Wow, we had tons of bucks for sale on Craigslist this summer. I sold a non registered 4 month old for $50 and listed my registered for $125 and he was on there for weeks. I finally dropped my price to $100 and still sold him for a little less than that. I live in Nebraska and raise Nubians


----------



## Jessica84 (Oct 27, 2011)

Ohhh I hate trips. I had a ton and after the third set if mom didn't have a dairy looking bag I jerked a buck and took to the sale and got my $50 and moved on with life lol. I don't know about selling them too old. I have had a good handful of bottle kids and my life sucked because none of my kids would take a bottle from anyone but me. I had to leave for a day and left hubby in charge of my bucks bottle and he didn't eat that whole day. I thought he was full of crap so watched out the window the next day and nope wouldn't eat. What I would do is jerk them and right then put on cl if that's how you plan to sell. Let them bond with their new mom and milk adds up fast so if you wait too long your basically giving them away....that's my opinion any ways


----------



## Little-Bits-N-Pieces (Apr 7, 2013)

Wow Jessica, that sucks! My bottle kids don't care who it is, it could be the boogie man, but if they have a bottle, they will follow you to the end of the world! :lol:

I love it when I get trips! 
I generally can sell a bottle kid for the same price as a dam raised kid, weaned or unweaned. If not, I sell them $100 cheaper.

Cathy, I would invest in a new buck! :lol:


----------



## Jessica84 (Oct 27, 2011)

Well I was just looking at your does so if you do have a bottle baby doe I just might go against my anti bottle baby attitude and take one lol.
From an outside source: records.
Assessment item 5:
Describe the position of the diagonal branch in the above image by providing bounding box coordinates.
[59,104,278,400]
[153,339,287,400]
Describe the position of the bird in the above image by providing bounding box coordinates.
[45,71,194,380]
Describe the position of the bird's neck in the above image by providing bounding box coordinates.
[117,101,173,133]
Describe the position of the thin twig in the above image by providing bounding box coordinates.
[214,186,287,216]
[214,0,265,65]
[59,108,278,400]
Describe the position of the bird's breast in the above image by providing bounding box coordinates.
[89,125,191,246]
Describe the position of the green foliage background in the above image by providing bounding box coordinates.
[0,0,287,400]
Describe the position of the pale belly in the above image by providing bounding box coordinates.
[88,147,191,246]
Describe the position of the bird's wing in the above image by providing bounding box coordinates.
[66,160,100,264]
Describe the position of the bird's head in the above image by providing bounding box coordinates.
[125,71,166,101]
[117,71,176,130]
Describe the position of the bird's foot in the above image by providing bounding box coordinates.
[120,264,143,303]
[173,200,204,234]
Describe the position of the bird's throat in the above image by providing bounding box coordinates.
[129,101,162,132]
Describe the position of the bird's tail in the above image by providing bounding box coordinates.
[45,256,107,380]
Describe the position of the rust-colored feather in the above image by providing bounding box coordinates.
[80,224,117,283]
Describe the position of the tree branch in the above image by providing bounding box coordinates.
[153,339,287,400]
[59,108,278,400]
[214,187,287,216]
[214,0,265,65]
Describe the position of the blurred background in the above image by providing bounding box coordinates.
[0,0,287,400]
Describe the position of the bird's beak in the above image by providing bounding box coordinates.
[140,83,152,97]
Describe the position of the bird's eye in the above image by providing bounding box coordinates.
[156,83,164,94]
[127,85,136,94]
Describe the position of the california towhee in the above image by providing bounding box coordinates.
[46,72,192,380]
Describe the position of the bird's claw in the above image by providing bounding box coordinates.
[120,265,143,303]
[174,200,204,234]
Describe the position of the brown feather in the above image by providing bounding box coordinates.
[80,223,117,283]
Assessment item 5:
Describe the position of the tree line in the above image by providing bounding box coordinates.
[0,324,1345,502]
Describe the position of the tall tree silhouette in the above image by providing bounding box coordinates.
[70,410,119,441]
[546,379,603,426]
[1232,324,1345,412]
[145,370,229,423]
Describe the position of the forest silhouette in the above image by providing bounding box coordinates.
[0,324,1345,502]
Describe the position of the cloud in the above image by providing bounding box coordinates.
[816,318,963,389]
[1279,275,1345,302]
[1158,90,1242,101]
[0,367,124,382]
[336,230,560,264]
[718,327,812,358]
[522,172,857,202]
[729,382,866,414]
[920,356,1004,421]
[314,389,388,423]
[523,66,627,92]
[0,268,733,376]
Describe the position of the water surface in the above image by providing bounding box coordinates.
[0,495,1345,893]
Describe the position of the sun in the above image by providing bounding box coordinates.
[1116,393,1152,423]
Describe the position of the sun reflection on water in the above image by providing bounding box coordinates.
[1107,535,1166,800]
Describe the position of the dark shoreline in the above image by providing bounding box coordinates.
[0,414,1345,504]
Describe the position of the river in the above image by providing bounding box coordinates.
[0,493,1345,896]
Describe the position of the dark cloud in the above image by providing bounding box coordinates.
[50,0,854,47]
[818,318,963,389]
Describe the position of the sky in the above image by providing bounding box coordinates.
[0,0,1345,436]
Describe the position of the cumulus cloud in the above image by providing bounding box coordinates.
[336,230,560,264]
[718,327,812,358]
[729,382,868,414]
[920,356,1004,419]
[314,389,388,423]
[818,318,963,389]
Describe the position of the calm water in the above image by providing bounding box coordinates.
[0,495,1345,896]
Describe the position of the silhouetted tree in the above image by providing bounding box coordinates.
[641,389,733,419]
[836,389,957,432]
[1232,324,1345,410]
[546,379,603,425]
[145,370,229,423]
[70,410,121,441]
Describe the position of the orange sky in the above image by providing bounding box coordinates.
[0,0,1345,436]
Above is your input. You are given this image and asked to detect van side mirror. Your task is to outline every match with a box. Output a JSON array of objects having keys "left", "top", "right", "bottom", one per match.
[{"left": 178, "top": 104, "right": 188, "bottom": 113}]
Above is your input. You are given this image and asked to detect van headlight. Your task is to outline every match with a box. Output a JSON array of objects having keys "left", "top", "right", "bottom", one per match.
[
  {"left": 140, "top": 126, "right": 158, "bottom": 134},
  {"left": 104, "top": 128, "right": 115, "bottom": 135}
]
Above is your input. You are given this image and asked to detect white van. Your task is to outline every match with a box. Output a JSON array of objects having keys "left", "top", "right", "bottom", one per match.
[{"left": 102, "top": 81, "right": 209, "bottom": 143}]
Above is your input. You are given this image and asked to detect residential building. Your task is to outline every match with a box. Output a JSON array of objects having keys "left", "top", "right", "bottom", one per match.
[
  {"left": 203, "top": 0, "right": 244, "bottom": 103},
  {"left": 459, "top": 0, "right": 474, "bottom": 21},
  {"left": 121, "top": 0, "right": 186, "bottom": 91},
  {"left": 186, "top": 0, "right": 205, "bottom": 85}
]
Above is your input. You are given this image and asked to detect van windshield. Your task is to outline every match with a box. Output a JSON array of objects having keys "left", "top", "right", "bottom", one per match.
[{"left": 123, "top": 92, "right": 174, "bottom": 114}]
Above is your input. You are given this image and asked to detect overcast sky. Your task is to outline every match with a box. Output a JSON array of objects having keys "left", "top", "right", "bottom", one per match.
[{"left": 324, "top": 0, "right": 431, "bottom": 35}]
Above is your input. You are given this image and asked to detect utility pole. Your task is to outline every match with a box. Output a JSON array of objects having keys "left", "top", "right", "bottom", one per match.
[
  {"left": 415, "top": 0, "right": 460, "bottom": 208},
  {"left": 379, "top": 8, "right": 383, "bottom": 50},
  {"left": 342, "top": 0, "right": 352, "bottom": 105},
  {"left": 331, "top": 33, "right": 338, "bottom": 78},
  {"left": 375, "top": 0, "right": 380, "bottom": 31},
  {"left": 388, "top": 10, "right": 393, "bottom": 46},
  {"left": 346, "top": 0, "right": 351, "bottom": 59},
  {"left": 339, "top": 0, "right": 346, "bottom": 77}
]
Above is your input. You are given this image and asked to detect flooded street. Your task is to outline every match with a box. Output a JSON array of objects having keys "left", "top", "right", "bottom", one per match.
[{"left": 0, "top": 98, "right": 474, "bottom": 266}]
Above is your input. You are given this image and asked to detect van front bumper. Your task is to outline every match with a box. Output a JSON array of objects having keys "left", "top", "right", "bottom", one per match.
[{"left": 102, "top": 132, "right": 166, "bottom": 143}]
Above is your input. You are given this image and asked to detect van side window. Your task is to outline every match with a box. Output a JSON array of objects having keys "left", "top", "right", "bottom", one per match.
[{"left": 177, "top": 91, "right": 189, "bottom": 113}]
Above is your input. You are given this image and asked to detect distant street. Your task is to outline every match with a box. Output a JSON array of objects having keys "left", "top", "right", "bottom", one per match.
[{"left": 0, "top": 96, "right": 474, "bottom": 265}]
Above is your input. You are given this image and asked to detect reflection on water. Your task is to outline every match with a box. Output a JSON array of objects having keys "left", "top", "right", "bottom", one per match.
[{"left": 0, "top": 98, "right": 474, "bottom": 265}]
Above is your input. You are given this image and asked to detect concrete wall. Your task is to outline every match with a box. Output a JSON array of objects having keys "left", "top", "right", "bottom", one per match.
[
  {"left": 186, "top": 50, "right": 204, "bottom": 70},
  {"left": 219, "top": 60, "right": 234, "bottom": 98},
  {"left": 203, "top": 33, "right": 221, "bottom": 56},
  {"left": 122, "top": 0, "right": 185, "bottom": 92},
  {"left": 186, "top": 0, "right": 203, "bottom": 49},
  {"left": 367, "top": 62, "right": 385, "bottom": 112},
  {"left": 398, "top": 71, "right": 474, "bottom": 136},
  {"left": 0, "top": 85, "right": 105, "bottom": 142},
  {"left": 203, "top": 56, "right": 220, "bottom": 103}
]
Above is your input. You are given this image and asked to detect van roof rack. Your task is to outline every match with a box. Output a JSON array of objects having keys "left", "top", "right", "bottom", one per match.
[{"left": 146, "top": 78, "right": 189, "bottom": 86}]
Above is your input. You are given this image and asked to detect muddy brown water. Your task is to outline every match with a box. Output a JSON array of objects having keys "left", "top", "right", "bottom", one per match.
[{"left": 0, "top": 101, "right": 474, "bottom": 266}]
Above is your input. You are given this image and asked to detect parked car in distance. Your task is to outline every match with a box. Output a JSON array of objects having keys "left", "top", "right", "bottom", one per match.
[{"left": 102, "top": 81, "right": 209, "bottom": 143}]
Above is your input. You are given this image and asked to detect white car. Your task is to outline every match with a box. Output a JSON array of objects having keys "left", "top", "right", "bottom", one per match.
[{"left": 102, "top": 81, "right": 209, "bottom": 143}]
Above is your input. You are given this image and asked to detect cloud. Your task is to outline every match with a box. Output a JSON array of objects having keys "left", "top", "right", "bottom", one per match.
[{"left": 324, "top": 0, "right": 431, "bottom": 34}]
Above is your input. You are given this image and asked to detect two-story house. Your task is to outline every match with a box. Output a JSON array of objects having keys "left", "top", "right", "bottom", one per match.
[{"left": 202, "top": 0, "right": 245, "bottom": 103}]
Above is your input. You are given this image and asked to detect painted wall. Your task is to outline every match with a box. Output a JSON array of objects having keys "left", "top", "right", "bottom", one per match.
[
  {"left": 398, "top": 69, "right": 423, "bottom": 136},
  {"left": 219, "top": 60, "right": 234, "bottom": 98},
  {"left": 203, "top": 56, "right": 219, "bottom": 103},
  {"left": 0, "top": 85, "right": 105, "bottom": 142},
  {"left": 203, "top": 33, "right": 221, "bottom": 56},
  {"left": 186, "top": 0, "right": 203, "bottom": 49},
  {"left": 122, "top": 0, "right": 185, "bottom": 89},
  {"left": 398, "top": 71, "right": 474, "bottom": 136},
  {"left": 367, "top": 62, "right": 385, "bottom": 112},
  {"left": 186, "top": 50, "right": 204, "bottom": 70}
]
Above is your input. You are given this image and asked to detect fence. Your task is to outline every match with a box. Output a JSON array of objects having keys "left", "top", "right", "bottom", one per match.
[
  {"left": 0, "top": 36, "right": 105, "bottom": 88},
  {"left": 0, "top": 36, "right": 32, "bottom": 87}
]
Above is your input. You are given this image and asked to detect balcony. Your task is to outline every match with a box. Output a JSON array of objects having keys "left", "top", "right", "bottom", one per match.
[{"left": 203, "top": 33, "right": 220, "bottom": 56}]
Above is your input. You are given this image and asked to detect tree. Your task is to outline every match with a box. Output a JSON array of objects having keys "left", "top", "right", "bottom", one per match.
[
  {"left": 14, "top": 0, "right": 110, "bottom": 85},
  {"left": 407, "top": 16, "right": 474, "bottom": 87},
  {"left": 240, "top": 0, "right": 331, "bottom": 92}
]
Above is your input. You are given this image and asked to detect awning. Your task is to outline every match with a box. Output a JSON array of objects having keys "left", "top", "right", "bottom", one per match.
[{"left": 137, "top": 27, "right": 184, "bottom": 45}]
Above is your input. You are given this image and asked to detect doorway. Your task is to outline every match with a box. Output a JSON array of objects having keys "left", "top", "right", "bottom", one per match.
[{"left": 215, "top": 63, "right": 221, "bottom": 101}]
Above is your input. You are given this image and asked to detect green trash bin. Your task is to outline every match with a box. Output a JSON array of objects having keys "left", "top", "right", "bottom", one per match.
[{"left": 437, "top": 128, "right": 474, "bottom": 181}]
But yeah I don't know what's up with mine....maybe because I don't have a life and spend too much time with them lol but yeah it sucks


----------



## happybleats (Sep 12, 2010)

> Cathy, I would invest in a new buck!


We always got does from them until the last two years...!! maybe something in the water lol


----------



## HoosierShadow (Apr 20, 2010)

Thanks!
I'm not against having bottle babies, but if they aren't something that my kids want to show, and I could sell them to kids who want to raise them as 4-H projects, or just people that want to raise them on a bottle for pets, breeding or meat, that is fine with me. Either way, they will get taken care of even if we raise them 

Really, the only one I am greatly concerned about is the first possible doe due, one of our fullblood Boer does. She definitely can't handle 3. Her babies will be 100% registerable ABGA, so if she were to have 3, surely we could sell one to a 4-H kids, or for breeding, or meat. 

I'd most likely advertise on Craigslist or Facebook. Is it good to advertise when they are born so if anyone is interested they can come sooner rather than later, so hopefully we can have a home lined up for them once they are taking a bottle and seem to be doing fine?

We've only had the one bottle baby, and we couldn't part with her, she's still a runt, but we adore her. She was soooooo spoiled when she was little, OMG, but I just adore her ♥ She'd take a bottle from any of us. She'd dance around our legs, 'bah' at us, when she was really little she'd follow me into the house, put her front feet on the cabinet and watch me make her bottle lol.


----------